Daren Heerspink

Profile
- Position: Offensive tackle

Personal information
- Born: April 2, 1984 (age 41) Bellingham, Washington, U.S.
- Height: 6 ft 6 in (1.98 m)
- Weight: 315 lb (143 kg)

Career information
- College: Portland State
- NFL draft: 2008: undrafted

Career history
- Miami Dolphins (2008)*; St. Louis Rams (2009)*; BC Lions (2009);
- * Offseason and/or practice squad member only

Awards and highlights
- 2× Second-team All-Big Sky (2006–2007);
- Stats at CFL.ca (archive)

= Daren Heerspink =

American gridiron football player (born 1984)

Daren John Heerspink (born April 2, 1984) is an American former professional football offensive tackle. He was signed by the Miami Dolphins as an undrafted free agent in 2008. He played college football at Portland State.

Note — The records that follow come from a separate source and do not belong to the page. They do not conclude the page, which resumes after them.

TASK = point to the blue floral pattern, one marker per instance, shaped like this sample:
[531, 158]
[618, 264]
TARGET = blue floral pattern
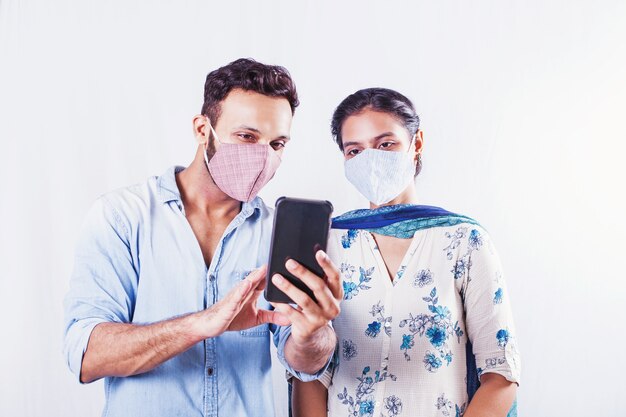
[349, 350]
[424, 277]
[374, 327]
[362, 403]
[437, 327]
[348, 238]
[351, 289]
[433, 305]
[448, 408]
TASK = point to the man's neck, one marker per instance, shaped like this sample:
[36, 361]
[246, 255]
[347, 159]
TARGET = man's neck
[199, 192]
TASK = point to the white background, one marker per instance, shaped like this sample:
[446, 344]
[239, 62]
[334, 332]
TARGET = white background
[522, 105]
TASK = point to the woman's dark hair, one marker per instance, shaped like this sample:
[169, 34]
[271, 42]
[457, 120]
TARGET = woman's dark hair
[377, 99]
[249, 75]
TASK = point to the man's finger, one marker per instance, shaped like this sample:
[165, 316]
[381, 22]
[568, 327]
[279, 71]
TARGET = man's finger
[333, 277]
[324, 296]
[275, 317]
[298, 296]
[288, 311]
[258, 275]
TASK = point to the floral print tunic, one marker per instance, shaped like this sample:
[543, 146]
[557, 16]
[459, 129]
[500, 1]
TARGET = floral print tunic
[402, 342]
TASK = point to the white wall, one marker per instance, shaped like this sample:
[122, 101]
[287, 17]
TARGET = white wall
[523, 111]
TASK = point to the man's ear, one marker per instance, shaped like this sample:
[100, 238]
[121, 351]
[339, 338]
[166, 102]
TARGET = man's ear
[201, 129]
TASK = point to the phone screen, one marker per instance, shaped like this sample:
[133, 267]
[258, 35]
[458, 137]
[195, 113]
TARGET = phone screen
[300, 230]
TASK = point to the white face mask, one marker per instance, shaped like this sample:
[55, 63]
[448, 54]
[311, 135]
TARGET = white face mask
[380, 175]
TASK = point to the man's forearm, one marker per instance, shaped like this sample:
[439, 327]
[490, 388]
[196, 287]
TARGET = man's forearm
[119, 349]
[493, 398]
[309, 356]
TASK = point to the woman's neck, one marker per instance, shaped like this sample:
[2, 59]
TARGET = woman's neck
[408, 196]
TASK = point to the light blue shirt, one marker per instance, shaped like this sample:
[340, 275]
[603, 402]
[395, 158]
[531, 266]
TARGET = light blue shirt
[138, 261]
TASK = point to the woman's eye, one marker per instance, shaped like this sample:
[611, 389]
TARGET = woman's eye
[278, 145]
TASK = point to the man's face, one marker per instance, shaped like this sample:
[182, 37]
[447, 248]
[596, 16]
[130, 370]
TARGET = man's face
[250, 117]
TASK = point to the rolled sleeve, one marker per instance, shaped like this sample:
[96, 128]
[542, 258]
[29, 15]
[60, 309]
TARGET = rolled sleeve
[281, 334]
[103, 283]
[489, 318]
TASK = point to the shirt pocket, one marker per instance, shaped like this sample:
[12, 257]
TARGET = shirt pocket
[258, 331]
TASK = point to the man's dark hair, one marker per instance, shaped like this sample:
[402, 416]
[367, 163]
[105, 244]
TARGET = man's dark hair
[249, 75]
[376, 99]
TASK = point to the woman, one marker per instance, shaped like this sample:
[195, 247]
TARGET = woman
[425, 311]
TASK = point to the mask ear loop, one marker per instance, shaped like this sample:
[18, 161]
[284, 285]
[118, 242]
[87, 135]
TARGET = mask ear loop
[206, 144]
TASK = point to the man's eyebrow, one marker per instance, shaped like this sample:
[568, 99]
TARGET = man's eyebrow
[252, 129]
[286, 138]
[383, 135]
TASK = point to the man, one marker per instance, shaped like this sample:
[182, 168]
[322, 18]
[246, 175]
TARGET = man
[164, 299]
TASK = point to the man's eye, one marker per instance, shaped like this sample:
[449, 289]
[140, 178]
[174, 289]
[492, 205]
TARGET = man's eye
[246, 136]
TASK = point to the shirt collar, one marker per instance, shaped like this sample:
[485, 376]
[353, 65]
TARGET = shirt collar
[168, 191]
[167, 187]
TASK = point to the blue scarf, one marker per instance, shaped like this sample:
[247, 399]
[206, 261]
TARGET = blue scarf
[400, 221]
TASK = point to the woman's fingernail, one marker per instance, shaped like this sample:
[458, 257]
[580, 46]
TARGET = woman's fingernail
[278, 280]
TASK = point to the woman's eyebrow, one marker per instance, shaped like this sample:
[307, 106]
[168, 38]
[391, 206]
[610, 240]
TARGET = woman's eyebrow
[375, 139]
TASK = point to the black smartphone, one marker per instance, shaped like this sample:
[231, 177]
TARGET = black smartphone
[300, 230]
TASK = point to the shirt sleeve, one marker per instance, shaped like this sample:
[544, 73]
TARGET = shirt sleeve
[281, 334]
[489, 320]
[103, 283]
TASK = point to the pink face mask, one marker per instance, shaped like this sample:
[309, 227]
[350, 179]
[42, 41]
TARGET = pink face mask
[241, 170]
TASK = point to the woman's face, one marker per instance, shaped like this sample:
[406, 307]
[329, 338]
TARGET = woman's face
[375, 130]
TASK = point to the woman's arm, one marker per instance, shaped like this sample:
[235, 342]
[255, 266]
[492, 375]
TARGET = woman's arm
[493, 398]
[308, 399]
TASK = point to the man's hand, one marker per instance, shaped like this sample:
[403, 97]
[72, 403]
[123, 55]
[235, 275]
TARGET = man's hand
[312, 340]
[310, 317]
[239, 310]
[122, 349]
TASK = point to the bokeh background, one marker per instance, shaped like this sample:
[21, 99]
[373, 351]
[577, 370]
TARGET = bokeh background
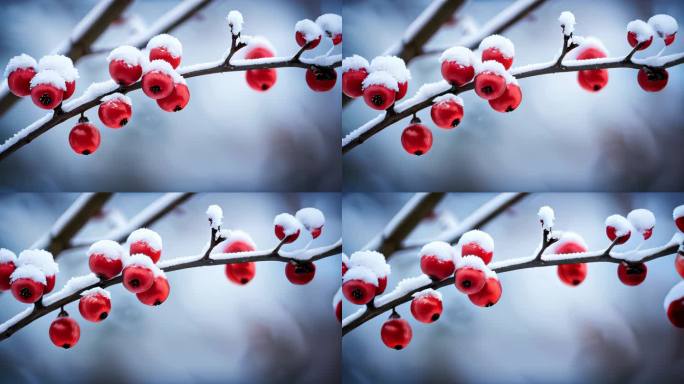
[561, 138]
[541, 331]
[209, 330]
[229, 137]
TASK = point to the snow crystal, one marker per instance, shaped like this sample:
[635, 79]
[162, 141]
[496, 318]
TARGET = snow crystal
[21, 61]
[168, 42]
[235, 21]
[309, 30]
[108, 248]
[441, 249]
[380, 78]
[28, 271]
[354, 62]
[148, 236]
[567, 20]
[48, 77]
[460, 55]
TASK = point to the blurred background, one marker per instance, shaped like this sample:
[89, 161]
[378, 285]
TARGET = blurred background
[229, 137]
[561, 138]
[209, 330]
[541, 331]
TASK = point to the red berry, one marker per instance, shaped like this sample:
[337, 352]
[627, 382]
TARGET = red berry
[84, 138]
[300, 272]
[321, 79]
[416, 139]
[632, 273]
[64, 331]
[157, 294]
[652, 79]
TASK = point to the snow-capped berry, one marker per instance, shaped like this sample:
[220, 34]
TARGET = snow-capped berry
[476, 243]
[312, 219]
[307, 33]
[286, 227]
[145, 241]
[617, 227]
[639, 34]
[105, 259]
[47, 89]
[426, 306]
[437, 260]
[28, 283]
[165, 47]
[95, 304]
[447, 111]
[320, 79]
[416, 139]
[84, 137]
[665, 26]
[632, 273]
[643, 221]
[115, 110]
[509, 101]
[379, 90]
[300, 272]
[498, 48]
[457, 65]
[396, 332]
[64, 331]
[125, 64]
[19, 72]
[652, 79]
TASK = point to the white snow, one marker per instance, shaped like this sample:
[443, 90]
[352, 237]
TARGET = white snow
[108, 248]
[48, 76]
[440, 249]
[168, 42]
[21, 61]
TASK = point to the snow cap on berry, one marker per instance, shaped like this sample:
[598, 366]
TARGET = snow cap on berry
[20, 62]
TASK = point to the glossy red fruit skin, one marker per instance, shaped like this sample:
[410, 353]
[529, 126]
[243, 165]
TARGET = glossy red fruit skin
[379, 97]
[426, 309]
[652, 80]
[177, 100]
[114, 113]
[94, 307]
[157, 294]
[160, 53]
[6, 270]
[436, 268]
[46, 96]
[457, 74]
[416, 139]
[137, 279]
[396, 333]
[352, 82]
[144, 248]
[27, 291]
[84, 138]
[103, 267]
[301, 41]
[489, 85]
[488, 295]
[300, 273]
[358, 291]
[157, 85]
[469, 280]
[64, 332]
[632, 274]
[124, 74]
[446, 114]
[19, 81]
[321, 80]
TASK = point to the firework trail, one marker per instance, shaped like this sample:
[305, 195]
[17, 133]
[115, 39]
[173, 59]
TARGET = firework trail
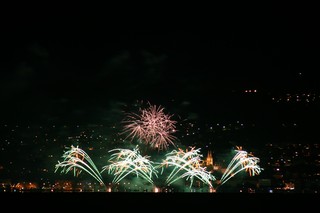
[241, 161]
[125, 162]
[186, 165]
[78, 160]
[152, 126]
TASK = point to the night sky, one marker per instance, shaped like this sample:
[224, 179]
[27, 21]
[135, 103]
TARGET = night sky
[56, 67]
[67, 76]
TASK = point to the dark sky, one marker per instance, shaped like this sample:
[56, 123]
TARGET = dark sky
[89, 60]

Heerspink was also a member of the St. Louis Rams and BC Lions.

==College career==
Heerspink was three-year starter and a two-time Second-team All-Big Sky at RT in 2006 and 2007. Moved into the starting lineup for the last two games of the season after an injury to Adrian Limbrick in '05. Backup offensive lineman, got into eight games, mainly in special teams situations in '04. Redshirted the '03.

==Professional career==

===Miami Dolphins===
He was signed by the Miami Dolphins as an undrafted free agent in 2008. Heerspink was signed to the Dolphins practice squad after being waived a week earlier.

===St. Louis Rams===
After being cut by the Dolphins, Heerspink signed with the Rams on March 19, 2009. He was waived on July 1, 2009.

===BC Lions===
Heerspink signed with the BC Lions on July 6, 2009 and joined their practice roster.

On July 16, he moved up to the starting left tackle position on the Lions roster.

On June 15, 2010 during training camp Heerspink was released by the Lions.